No specific assessment has been made of the impact of BMI based restrictions on waiting times, pain, mobility, and disease progression among patients awaiting joint replacement surgery, and there are no current plans for the Department to issue guidance to ICBs on this matter.


Written Question
Agriculture: Finance
Thursday 23rd April 2026

Asked by: Baroness Ritchie of Downpatrick (Labour - Life peer)

Question to the Department for Environment, Food and Rural Affairs:

To ask His Majesty's Government what steps they will take, if any, to introduce private finance to farming and nature recovery budgets.

Answered by Baroness Hayman of Ullock - Parliamentary Under-Secretary (Department for Environment, Food and Rural Affairs)

Defra published the Land Use Framework in March this year. The Framework set out the steps Government will take to increase private demand for the environmental services that farmers and land managers provide and ensure that public payments can be combined with private payments as recommended by the Corry Review.

The Landscape Recovery (LR) scheme pilot phase will help Defra understand how much private finance projects are able to secure from private nature markets and what areas of projects that funding supports. Defra will apply that learning across LR and other schemes where appropriate.

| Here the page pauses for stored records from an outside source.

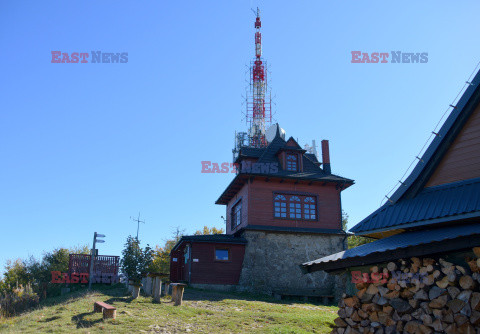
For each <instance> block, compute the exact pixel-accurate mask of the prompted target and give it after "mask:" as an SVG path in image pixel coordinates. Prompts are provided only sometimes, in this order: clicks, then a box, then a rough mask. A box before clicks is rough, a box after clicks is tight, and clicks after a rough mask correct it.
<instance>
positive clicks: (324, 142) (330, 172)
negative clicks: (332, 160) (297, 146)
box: [322, 139, 332, 174]
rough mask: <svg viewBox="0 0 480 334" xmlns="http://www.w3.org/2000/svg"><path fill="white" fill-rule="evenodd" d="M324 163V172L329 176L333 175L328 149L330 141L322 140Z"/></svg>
mask: <svg viewBox="0 0 480 334" xmlns="http://www.w3.org/2000/svg"><path fill="white" fill-rule="evenodd" d="M322 163H323V171H324V172H325V173H327V174H332V169H331V167H330V149H329V147H328V140H325V139H324V140H322Z"/></svg>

Defra will publish the Farming Roadmap later this year. It will set out the role of private finance alongside public funding in supporting farms to profitably meet environmental outcomes and increase long term productivity.


Written Question
Electric Vehicles: Motorcycles
Wednesday 22nd April 2026

Asked by: Baroness Ritchie of Downpatrick (Labour - Life peer)

Question to the Department for Transport:

To ask His Majesty's Government what assessment they have made of the effectiveness of the Plug-In Motorcycle Grant

Answered by Lord Hendy of Richmond Hill - Minister of State (Department for Transport)

Between 2016 and grant closure, the Plug-in Motorcycle Grant supported over 15,500 zero emission vehicles.

Ending the £500 per vehicle Plug-in Motorcycle Grant is not expected to have a significant impact on uptake of zero emission motorcycles or on riders. The Government, working with industry, will continue to monitor the development of the zero emission motorcycle market and the need for any further interventions on an ongoing basis.

The Government continues to focus available funding to the areas where it can have the greatest impact.


Written Question
Electric Vehicles: Motorcycles
Wednesday 22nd April 2026

Asked by: Baroness Ritchie of Downpatrick (Labour - Life peer)

Question to the Department for Transport:

To ask His Majesty's Government why they have made the decision to end the Plug-in Motorcycle Grant.

Answered by Lord Hendy of Richmond Hill - Minister of State (Department for Transport)

Between 2016 and grant closure, the Plug-in Motorcycle Grant supported over 15,500 zero emission vehicles.

Ending the £500 per vehicle Plug-in Motorcycle Grant is not expected to have a significant impact on uptake of zero emission motorcycles or on riders. The Government, working with industry, will continue to monitor the development of the zero emission motorcycle market and the need for any further interventions on an ongoing basis.

The Government continues to focus available funding to the areas where it can have the greatest impact.